Hingga akhirnya kejadian malam itu sangatlah berkesan, dan membuat hari-hariku menjadi penuh warna. Andi apakah aku jatuh cinta kepadamu? pertanyaan itu sering kali muncul dalam hatiku, karena aku merasa sedih bila kamu tidak datang, dan aku merasa bahagia bila kamu ada di sampingku, aku ingin sekali memberikan cinta, kasih dan sayangku untuk Andi, tidak ada yang bisa kutawarkan lebih dari itu. Tapi selama aku masih mampu melakukannya aku akan melakukan apapun juga asal bisa membuat Andi merasa bahagia, tapi aku sadar dan harus menjaga perasaan emosiku, kalau aku tidak mungkin mendapatkan cinta dari Andi, karena aku bukanlah orang yang seperti Andi harapkan. Sering kali bila malam kelam menyelimuti bumi, aku berbisik di kesunyian malam dan berharap Andi mendengarkan ucapanku itu, “Andi.. meskipun kamu tidak mungkin aku miliki tapi aku akan berdoa demi kebahagianmu, dan bila suatu saat kau terluka karena tusukan cinta, datanglah kau padaku, maka akan kurawat lukamu, meski pun setelah sembuh kau akan pergi jauh dariku menuju pantai utara di mana cita-citamu kau tancapkan di sana, hanya doa dan tatapan mata sedih yang bisa mengiringi kepergianmu dalam meraih cita dan cinta abadi.”

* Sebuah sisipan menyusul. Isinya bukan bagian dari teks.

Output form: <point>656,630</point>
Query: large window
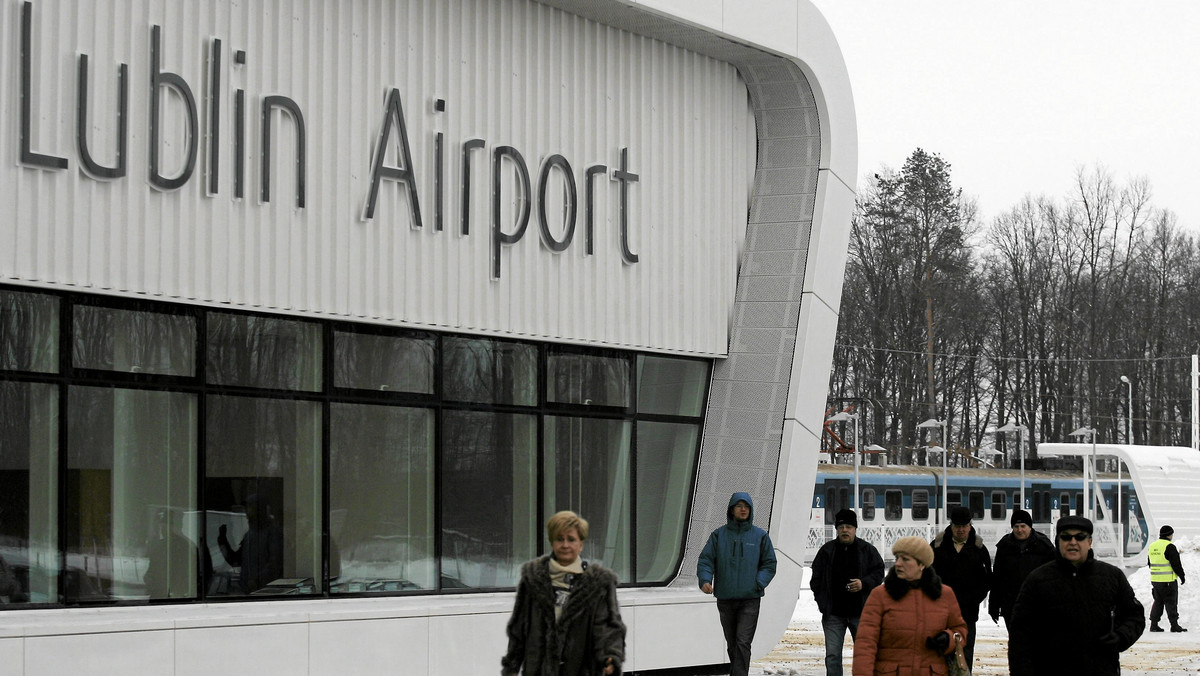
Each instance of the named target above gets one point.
<point>155,452</point>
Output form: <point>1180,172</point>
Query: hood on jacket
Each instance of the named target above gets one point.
<point>739,497</point>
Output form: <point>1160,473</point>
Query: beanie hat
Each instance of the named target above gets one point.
<point>1021,516</point>
<point>916,548</point>
<point>1077,522</point>
<point>960,515</point>
<point>846,518</point>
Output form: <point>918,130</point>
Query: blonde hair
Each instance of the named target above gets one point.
<point>564,521</point>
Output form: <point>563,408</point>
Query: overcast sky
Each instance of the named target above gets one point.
<point>1015,95</point>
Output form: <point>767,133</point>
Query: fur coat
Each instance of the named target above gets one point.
<point>589,630</point>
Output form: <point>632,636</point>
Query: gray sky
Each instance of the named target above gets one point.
<point>1017,94</point>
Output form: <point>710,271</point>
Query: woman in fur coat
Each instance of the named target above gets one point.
<point>910,623</point>
<point>565,621</point>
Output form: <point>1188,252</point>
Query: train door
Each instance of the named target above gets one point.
<point>838,494</point>
<point>1043,503</point>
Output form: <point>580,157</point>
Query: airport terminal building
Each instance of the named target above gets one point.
<point>312,312</point>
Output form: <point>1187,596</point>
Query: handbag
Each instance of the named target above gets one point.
<point>957,662</point>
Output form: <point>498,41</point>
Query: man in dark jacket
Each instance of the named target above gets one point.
<point>1165,576</point>
<point>963,562</point>
<point>736,566</point>
<point>1017,555</point>
<point>1074,615</point>
<point>844,573</point>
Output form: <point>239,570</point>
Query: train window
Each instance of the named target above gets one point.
<point>999,506</point>
<point>919,504</point>
<point>893,506</point>
<point>975,501</point>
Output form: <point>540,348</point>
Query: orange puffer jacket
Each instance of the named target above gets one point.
<point>897,621</point>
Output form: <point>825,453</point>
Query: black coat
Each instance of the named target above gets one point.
<point>1061,615</point>
<point>967,572</point>
<point>825,578</point>
<point>588,632</point>
<point>1014,562</point>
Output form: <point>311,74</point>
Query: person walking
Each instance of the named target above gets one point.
<point>912,621</point>
<point>565,620</point>
<point>963,562</point>
<point>1075,615</point>
<point>844,573</point>
<point>736,566</point>
<point>1017,555</point>
<point>1165,576</point>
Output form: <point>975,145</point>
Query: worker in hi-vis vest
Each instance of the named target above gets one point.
<point>1165,576</point>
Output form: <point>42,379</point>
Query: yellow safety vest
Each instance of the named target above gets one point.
<point>1159,568</point>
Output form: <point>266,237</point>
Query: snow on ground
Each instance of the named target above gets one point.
<point>802,650</point>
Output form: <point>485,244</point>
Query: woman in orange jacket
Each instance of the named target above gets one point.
<point>910,622</point>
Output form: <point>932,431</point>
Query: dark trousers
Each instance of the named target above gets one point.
<point>1167,596</point>
<point>739,618</point>
<point>969,645</point>
<point>835,627</point>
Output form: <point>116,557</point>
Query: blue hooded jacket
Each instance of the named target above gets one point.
<point>738,558</point>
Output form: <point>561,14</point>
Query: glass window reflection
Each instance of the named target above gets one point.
<point>131,482</point>
<point>490,524</point>
<point>587,471</point>
<point>262,492</point>
<point>132,341</point>
<point>29,490</point>
<point>29,331</point>
<point>264,352</point>
<point>381,491</point>
<point>384,363</point>
<point>666,458</point>
<point>589,380</point>
<point>490,371</point>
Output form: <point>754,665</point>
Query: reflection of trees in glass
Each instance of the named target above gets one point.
<point>382,494</point>
<point>487,476</point>
<point>263,352</point>
<point>384,363</point>
<point>29,331</point>
<point>130,453</point>
<point>587,467</point>
<point>588,378</point>
<point>126,340</point>
<point>490,371</point>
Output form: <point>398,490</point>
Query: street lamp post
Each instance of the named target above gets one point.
<point>1129,417</point>
<point>1020,450</point>
<point>1087,500</point>
<point>936,423</point>
<point>840,417</point>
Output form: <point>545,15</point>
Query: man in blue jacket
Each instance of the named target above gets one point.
<point>736,566</point>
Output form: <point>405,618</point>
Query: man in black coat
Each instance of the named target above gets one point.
<point>1017,555</point>
<point>963,562</point>
<point>1074,615</point>
<point>844,573</point>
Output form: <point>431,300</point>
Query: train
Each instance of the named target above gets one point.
<point>898,501</point>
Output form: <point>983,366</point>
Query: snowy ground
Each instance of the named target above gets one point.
<point>802,651</point>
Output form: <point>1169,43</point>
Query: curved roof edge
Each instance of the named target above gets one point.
<point>733,30</point>
<point>1165,478</point>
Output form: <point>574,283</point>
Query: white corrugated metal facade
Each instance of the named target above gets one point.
<point>510,72</point>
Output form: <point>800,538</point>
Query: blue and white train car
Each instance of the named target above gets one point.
<point>903,501</point>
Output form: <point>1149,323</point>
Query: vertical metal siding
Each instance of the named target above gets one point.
<point>511,72</point>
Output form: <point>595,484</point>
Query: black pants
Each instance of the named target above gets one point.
<point>1167,594</point>
<point>969,645</point>
<point>739,618</point>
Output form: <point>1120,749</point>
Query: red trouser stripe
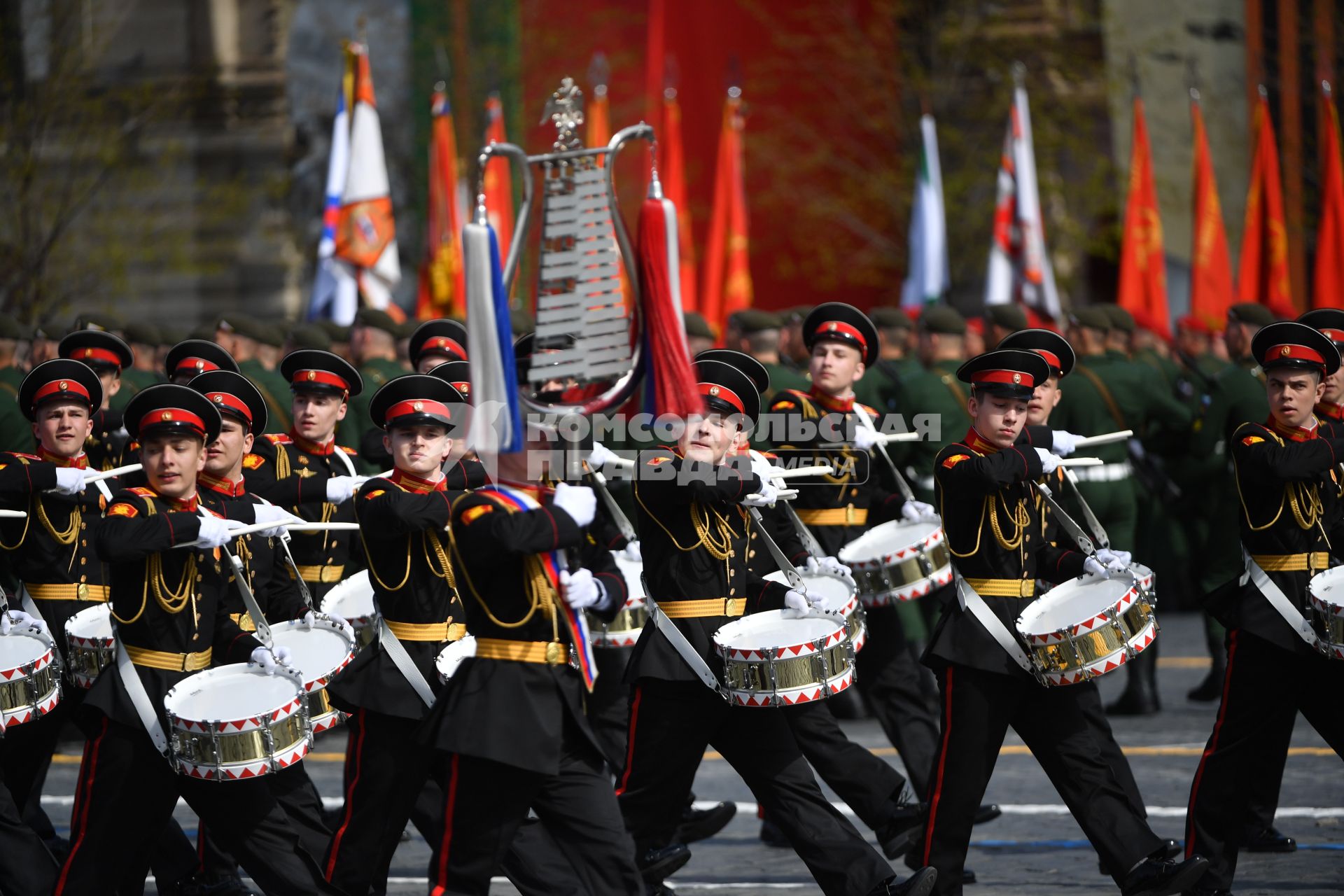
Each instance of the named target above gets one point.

Kemudian kupejamkan mata sampai aku tertidur bagai masa itu ketika aku tidur dalam pelukan Andi, dan berharap besok pagi Andi datang membangunkanku dengan ciuman hangatnya dan membelairambutku dengan tangan halusnya sambil berbisik, “Selamat pagi.. Harry!”

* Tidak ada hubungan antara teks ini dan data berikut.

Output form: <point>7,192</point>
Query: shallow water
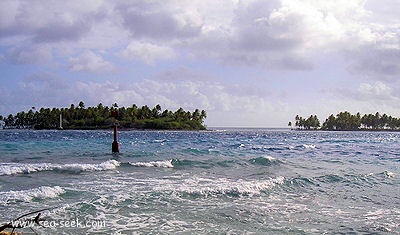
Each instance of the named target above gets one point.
<point>257,181</point>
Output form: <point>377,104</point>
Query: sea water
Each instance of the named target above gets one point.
<point>236,181</point>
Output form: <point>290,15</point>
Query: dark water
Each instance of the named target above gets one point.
<point>254,181</point>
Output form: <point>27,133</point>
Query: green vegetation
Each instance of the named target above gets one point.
<point>99,117</point>
<point>345,121</point>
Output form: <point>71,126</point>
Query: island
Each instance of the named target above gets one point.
<point>99,117</point>
<point>345,121</point>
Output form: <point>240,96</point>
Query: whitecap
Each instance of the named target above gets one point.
<point>269,158</point>
<point>389,174</point>
<point>162,164</point>
<point>223,186</point>
<point>27,168</point>
<point>43,192</point>
<point>308,146</point>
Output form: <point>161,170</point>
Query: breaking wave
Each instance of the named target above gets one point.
<point>25,168</point>
<point>162,164</point>
<point>204,187</point>
<point>265,161</point>
<point>43,192</point>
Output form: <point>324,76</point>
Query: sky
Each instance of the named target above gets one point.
<point>250,63</point>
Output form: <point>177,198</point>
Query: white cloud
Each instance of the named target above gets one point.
<point>29,55</point>
<point>376,91</point>
<point>90,62</point>
<point>147,52</point>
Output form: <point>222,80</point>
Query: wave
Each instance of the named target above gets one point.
<point>41,193</point>
<point>265,161</point>
<point>25,168</point>
<point>162,164</point>
<point>201,187</point>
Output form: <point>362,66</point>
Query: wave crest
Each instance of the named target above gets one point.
<point>162,164</point>
<point>24,168</point>
<point>200,187</point>
<point>43,192</point>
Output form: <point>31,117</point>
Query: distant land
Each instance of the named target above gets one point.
<point>345,121</point>
<point>99,117</point>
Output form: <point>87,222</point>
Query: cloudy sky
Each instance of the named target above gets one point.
<point>250,63</point>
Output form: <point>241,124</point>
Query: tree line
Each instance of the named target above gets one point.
<point>345,121</point>
<point>99,117</point>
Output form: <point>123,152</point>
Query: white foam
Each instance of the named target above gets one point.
<point>269,158</point>
<point>389,174</point>
<point>308,146</point>
<point>42,192</point>
<point>163,164</point>
<point>224,186</point>
<point>24,168</point>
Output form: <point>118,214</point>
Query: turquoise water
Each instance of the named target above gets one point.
<point>236,181</point>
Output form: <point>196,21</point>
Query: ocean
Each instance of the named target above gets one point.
<point>233,181</point>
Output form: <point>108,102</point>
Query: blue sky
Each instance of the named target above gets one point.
<point>253,63</point>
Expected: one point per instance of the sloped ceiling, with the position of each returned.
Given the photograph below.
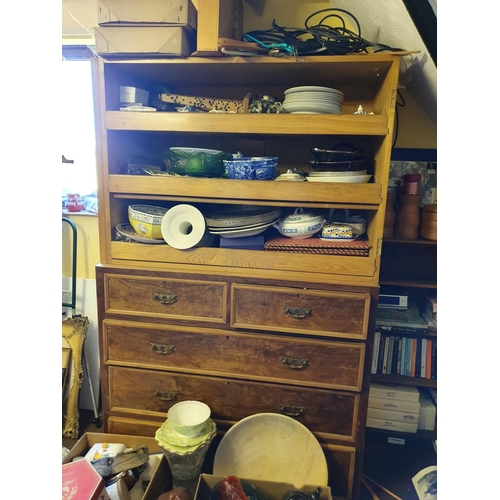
(383, 21)
(389, 22)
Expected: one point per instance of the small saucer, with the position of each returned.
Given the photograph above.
(336, 239)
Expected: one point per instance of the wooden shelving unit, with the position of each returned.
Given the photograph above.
(227, 321)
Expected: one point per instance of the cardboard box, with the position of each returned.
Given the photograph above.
(428, 412)
(145, 41)
(217, 19)
(161, 481)
(398, 416)
(267, 489)
(390, 391)
(394, 404)
(80, 481)
(392, 425)
(146, 12)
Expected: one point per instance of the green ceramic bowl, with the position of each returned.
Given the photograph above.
(196, 162)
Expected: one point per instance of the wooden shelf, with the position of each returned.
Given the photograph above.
(409, 282)
(404, 380)
(367, 196)
(400, 241)
(278, 124)
(403, 435)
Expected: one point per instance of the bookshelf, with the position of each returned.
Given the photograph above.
(412, 265)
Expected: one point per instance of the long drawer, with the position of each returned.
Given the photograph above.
(153, 392)
(340, 459)
(179, 299)
(307, 312)
(288, 360)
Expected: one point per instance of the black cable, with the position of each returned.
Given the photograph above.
(321, 37)
(396, 118)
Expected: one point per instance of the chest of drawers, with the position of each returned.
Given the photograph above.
(241, 346)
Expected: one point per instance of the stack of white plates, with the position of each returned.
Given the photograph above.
(242, 221)
(313, 100)
(356, 177)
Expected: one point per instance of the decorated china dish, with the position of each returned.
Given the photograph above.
(146, 219)
(242, 217)
(125, 232)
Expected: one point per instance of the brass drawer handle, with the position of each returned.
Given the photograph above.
(165, 299)
(162, 349)
(295, 363)
(165, 396)
(297, 312)
(292, 411)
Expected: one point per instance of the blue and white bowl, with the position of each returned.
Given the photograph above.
(252, 168)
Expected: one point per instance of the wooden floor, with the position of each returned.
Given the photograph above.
(390, 465)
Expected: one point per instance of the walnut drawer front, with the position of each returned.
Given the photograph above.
(152, 392)
(314, 363)
(308, 312)
(179, 299)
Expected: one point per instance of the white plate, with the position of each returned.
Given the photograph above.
(312, 89)
(297, 108)
(344, 173)
(360, 179)
(183, 226)
(239, 233)
(127, 231)
(313, 97)
(271, 447)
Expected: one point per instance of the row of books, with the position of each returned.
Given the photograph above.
(396, 354)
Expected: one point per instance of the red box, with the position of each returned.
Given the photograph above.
(80, 481)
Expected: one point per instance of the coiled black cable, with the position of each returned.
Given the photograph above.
(321, 37)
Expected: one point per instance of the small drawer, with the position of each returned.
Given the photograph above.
(306, 312)
(179, 299)
(298, 361)
(151, 392)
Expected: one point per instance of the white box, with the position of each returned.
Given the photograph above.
(392, 425)
(146, 12)
(130, 95)
(390, 391)
(428, 412)
(144, 42)
(398, 416)
(394, 404)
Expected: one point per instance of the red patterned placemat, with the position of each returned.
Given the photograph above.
(357, 247)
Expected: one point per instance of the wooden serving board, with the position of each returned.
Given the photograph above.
(209, 103)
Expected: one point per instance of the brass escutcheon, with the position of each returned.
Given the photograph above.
(164, 299)
(292, 411)
(165, 396)
(295, 363)
(162, 349)
(297, 312)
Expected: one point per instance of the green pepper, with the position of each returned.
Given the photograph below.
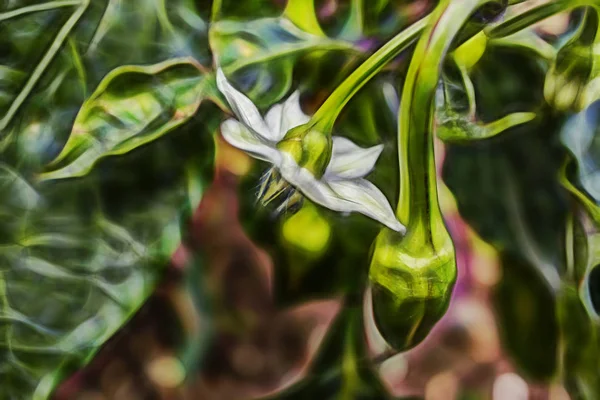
(412, 274)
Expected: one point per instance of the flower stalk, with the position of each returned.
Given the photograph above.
(412, 274)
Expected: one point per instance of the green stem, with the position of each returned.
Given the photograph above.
(326, 115)
(418, 207)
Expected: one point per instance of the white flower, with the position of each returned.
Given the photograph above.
(342, 187)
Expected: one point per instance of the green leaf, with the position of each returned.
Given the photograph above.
(91, 273)
(259, 55)
(302, 14)
(581, 136)
(26, 28)
(131, 107)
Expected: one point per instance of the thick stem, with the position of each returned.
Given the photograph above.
(330, 109)
(418, 207)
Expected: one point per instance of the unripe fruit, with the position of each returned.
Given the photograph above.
(411, 287)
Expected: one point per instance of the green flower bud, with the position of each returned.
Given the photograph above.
(411, 287)
(571, 71)
(309, 147)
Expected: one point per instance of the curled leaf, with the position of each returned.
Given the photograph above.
(132, 106)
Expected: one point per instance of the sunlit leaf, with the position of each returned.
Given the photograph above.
(131, 107)
(23, 28)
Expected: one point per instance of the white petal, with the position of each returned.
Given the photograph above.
(357, 195)
(367, 199)
(242, 106)
(273, 120)
(238, 135)
(293, 115)
(350, 161)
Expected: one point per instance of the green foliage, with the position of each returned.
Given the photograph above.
(132, 106)
(112, 94)
(260, 55)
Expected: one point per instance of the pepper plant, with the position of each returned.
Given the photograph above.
(110, 112)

Cerita ini untuk Andi, yang dikarang berdasarkan kejadian yang pernah kami alami tempo itu, waktu kami masih bersama, meskipun sampai sekarang aku menyimpan cinta yang dalam bersamanya dan tidak pernah kuucapkan padanya, tapi aku sangat berharap dengan menunjukkan bahasa kasihku, itu lebih penting dari pada kata cinta yang pada prakteknya tidak sesuai dengan makna cinta itu sendiri. Salam manis buat Andi. From “VALENTINE’S BOY”, Harry.